NEW ORLEANS, Jan. 17 - Vowing to further change an education system already transformed by Hurricane Katrina, a mayoral committee set out a plan on Tuesday to decentralize this city's troubled schools.

The plan, one of a series proposing to change various aspects of life in posthurricane New Orleans, recommends shifting power to individual schools from the much-discredited central school administration. Control over budgets and hiring and firing would shift to principals.

The proposal was made by the Bring New Orleans Back Commission, appointed by Mayor C. Ray Nagin last year to develop a blueprint for reconstruction. To be enacted, the plan would require the approval of the mayor, the governor and top state education officials.

The plan presented Tuesday calls for a "lean district office," a proposal welcomed by one school board member, Una Anderson, who has often called for structural changes in the school system.

"Having most of the budgeting decisions at the school site and hiring and firing by the principal is a good start," Ms. Anderson said. "Over all, I think it offers a lot of promise. It decentralizes."

In addition, the overhaul plan calls for a systemwide pre-kindergarten program and freedom of choice for parents.

Improving this city's schools, considered by some experts to be among the worst in the nation before Hurricane Katrina, has been deemed vital to reconstruction.

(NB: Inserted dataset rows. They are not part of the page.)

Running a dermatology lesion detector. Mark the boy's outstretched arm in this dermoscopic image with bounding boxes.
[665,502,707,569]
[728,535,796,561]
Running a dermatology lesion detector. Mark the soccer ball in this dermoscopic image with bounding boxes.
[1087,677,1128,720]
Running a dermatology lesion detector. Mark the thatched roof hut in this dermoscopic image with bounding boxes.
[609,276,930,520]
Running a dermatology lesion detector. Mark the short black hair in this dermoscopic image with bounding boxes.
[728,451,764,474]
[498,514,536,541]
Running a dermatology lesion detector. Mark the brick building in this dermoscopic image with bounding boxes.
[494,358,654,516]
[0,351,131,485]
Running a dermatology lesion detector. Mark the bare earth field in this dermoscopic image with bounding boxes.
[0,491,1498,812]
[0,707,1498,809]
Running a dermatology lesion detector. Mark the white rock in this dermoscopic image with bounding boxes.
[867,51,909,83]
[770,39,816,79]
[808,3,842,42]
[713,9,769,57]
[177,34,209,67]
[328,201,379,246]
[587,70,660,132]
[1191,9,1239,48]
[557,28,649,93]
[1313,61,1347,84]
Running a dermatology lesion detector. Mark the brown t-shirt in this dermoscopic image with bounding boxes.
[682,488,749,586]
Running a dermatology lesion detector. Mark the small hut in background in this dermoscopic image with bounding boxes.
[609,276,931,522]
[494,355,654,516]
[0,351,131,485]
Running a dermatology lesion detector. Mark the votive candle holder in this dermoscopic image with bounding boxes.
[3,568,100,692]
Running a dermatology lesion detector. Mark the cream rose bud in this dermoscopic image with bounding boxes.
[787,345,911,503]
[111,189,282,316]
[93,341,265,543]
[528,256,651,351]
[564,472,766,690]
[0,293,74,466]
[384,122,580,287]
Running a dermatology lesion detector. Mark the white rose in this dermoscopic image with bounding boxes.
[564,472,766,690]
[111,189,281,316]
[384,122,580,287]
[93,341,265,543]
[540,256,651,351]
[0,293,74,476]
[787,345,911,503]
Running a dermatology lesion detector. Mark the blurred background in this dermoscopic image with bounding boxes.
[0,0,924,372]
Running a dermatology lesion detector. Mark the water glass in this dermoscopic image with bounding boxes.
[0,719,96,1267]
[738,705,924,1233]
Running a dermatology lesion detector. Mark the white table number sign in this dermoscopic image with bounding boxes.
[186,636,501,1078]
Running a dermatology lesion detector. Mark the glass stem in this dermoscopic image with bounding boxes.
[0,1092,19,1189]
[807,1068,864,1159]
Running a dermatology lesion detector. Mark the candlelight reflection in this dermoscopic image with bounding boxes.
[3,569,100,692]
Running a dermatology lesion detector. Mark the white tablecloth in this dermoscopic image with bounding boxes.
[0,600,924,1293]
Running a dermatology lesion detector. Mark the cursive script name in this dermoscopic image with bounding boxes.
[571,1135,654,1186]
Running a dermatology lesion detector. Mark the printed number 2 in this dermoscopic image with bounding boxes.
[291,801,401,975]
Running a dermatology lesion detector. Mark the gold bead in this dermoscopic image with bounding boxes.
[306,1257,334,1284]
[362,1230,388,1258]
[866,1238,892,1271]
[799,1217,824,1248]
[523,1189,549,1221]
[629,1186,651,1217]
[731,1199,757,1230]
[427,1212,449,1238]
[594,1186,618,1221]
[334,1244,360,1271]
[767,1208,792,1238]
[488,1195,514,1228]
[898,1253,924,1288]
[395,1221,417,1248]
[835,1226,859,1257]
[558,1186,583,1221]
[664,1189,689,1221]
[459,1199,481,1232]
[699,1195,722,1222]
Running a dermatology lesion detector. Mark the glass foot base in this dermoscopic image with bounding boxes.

In the years immediately before the storm, a bloated school administration had lost or squandered millions in federal money, according to audits. Dozens of school employees had been indicted or convicted in corruption cases, and a high percentage of schools were considered failing. The corruption problem was so bad that the F.B.I. had established a field office in the central administration building.

After the storm, with the system in disarray and school board leaders expressing uncertainty about opening any schools during this academic year, state officials largely took over the public schools. They seized control of all but about 15 of the system's 117 schools; of the balance, some are operating as charter schools, and the school board has opened only three.

In all, some 17 schools, with 9,000 students, have reopened in Orleans Parish.

In one significant area, though, the commission apparently backed away from a proposal that was considered during its deliberations, one that would have caused a stir here: creating an appointed, rather than elected, school board.

But Jimmy Fahrenholtz, a school board member who was often at odds with the majority and who was present at Tuesday's commission meeting, said he would welcome a further diminution of the board's powers.

"They need to take control of us," Mr. Fahrenholtz said. "We don't need to exist anymore."